We can’t help that the original stories were written in the interwar period when racial essentialism, nuclear families, eugenics and dictatorship were popular. But we can help the choices we make as modern authors. Why, for example, do modern authors decide to be meticulously careful in their reproduction of mediaeval gender roles for their fantasy society, but completely ignore the family structures of the time? In both cases, the result fits perfectly with a conservative project. Why do they go to great lengths to reproduce the poverty of that time, while sprinkling the world with a series of perpetual motion machines (i.e. magic) which could solve all economic problems overnight? Because they want to reproduce and intensify structures of inherited wealth, and present them as inevitable, objective facts even where the solution is freely available.

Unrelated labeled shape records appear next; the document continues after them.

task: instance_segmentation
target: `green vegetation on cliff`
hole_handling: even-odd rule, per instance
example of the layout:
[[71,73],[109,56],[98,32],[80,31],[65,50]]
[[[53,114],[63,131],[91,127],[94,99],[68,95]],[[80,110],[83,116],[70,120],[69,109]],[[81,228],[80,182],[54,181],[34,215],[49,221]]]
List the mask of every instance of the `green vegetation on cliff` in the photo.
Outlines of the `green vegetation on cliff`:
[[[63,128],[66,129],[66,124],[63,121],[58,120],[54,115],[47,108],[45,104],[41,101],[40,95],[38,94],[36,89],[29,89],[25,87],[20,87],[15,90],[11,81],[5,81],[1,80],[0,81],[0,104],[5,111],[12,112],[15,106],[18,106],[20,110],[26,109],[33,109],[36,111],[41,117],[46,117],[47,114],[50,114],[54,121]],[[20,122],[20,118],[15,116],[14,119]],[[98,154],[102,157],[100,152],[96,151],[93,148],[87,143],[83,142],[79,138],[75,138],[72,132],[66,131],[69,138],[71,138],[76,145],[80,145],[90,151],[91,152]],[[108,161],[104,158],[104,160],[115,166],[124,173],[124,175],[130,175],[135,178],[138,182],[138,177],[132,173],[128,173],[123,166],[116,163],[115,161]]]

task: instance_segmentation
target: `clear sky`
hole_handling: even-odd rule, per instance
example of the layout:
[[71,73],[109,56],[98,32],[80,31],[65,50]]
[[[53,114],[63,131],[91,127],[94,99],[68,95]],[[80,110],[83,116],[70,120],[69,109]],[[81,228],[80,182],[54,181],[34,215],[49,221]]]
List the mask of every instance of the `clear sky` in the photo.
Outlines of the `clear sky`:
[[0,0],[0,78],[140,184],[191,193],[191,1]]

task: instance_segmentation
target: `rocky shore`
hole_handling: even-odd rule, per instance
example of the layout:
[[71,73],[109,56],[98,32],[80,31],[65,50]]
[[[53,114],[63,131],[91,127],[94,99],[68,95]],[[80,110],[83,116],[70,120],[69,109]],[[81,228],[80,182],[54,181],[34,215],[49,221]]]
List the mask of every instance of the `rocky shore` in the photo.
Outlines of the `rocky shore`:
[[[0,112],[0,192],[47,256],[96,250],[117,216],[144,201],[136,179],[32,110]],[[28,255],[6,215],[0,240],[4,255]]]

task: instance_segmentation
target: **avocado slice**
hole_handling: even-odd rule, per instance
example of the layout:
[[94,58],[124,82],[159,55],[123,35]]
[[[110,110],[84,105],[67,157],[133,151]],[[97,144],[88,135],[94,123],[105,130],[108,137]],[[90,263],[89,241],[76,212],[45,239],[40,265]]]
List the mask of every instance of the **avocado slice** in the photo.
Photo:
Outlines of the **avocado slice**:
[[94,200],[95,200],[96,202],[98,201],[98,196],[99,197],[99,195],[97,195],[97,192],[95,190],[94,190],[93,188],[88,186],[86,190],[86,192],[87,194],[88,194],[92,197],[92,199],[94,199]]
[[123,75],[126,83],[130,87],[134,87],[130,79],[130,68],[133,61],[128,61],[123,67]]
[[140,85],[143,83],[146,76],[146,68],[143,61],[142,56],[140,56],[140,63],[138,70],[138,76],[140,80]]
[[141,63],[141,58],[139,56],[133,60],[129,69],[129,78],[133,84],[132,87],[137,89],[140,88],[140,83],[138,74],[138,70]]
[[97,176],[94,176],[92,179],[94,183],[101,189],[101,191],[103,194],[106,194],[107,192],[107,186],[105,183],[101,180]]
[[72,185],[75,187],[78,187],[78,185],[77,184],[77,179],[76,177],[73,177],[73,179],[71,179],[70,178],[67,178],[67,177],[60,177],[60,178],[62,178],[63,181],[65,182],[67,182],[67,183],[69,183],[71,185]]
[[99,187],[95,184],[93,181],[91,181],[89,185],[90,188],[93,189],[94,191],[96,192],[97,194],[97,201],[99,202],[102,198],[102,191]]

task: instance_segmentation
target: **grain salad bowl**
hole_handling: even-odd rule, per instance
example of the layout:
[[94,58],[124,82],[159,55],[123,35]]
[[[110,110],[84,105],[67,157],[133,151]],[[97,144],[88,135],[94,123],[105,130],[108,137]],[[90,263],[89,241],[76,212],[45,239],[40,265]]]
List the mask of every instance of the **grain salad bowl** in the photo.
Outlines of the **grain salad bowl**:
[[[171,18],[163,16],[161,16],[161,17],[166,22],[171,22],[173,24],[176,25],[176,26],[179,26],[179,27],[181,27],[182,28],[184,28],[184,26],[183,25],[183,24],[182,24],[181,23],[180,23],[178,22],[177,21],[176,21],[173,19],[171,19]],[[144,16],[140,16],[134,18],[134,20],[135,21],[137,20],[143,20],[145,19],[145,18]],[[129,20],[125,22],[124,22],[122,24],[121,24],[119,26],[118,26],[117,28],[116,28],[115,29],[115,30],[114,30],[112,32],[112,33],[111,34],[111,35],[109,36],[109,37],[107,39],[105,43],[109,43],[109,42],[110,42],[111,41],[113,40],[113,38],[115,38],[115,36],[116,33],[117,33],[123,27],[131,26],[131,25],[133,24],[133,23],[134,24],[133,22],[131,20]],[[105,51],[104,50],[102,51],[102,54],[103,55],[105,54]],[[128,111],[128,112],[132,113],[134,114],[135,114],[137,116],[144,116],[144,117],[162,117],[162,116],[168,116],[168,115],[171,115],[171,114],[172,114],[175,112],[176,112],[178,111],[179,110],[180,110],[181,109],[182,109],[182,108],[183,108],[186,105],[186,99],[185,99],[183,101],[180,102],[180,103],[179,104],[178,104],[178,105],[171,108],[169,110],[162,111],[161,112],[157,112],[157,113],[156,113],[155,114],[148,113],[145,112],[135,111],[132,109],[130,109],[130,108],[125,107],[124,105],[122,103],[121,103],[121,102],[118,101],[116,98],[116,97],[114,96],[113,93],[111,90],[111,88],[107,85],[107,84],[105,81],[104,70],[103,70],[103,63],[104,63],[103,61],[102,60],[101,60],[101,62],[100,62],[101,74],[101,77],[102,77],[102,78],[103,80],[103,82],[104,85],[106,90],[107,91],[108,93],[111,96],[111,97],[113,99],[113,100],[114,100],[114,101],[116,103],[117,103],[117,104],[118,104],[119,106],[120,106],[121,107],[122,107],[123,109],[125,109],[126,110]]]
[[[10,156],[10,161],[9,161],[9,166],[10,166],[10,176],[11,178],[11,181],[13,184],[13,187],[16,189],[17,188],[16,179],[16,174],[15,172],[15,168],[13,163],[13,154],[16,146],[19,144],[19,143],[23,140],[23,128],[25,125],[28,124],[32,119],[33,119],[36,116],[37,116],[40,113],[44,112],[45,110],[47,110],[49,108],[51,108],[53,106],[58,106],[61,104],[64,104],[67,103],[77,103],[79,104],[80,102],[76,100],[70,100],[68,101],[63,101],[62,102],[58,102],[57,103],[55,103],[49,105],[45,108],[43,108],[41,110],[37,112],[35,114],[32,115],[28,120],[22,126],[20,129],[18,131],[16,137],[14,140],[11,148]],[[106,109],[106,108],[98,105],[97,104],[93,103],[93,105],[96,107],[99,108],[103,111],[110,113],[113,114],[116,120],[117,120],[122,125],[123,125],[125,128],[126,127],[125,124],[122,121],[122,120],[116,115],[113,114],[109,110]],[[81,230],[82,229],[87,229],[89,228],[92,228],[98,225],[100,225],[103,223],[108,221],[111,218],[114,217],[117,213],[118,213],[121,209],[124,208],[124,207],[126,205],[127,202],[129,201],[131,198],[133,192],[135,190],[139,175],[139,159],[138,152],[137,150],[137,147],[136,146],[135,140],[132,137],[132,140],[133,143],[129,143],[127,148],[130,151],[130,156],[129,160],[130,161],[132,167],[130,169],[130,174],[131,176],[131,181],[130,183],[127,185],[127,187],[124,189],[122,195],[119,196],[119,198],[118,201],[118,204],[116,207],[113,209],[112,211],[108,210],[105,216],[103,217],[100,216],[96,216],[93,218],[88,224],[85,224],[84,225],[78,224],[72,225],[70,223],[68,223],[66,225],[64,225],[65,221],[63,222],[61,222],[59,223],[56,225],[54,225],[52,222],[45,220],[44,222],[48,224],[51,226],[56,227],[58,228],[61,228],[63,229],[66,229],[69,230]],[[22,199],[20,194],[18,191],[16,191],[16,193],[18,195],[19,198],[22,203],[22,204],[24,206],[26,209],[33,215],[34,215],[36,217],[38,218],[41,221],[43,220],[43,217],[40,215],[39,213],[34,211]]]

This is why those early fantasy novels provided the means to ensure free health care to everyone (healing magic) but you never saw it in action – except when the king goes to war, and his soldiers go to the healing tent.

Many authors are no doubt reproducing these tropes without thought, but when you reproduce a conservative worldview without consideration, you are by definition being conservative. That’s what conservatives do. Some authors (such as Goodkind and Tolkien) are more actively using their work as a political screed in favour of conservatism. The beauty of the High Fantasy world is that it is fun, so you can reproduce these things without boring your readers’ socks off. But let’s not pretend that the world couldn’t be just as interesting without a few changes – women and men being equal, for example,  or racial intermixing being positive instead of negative. And if you don’t want to do these things, you have to accept the conservative label which this kind of thoughtless reproduction of conservative politics will earn you.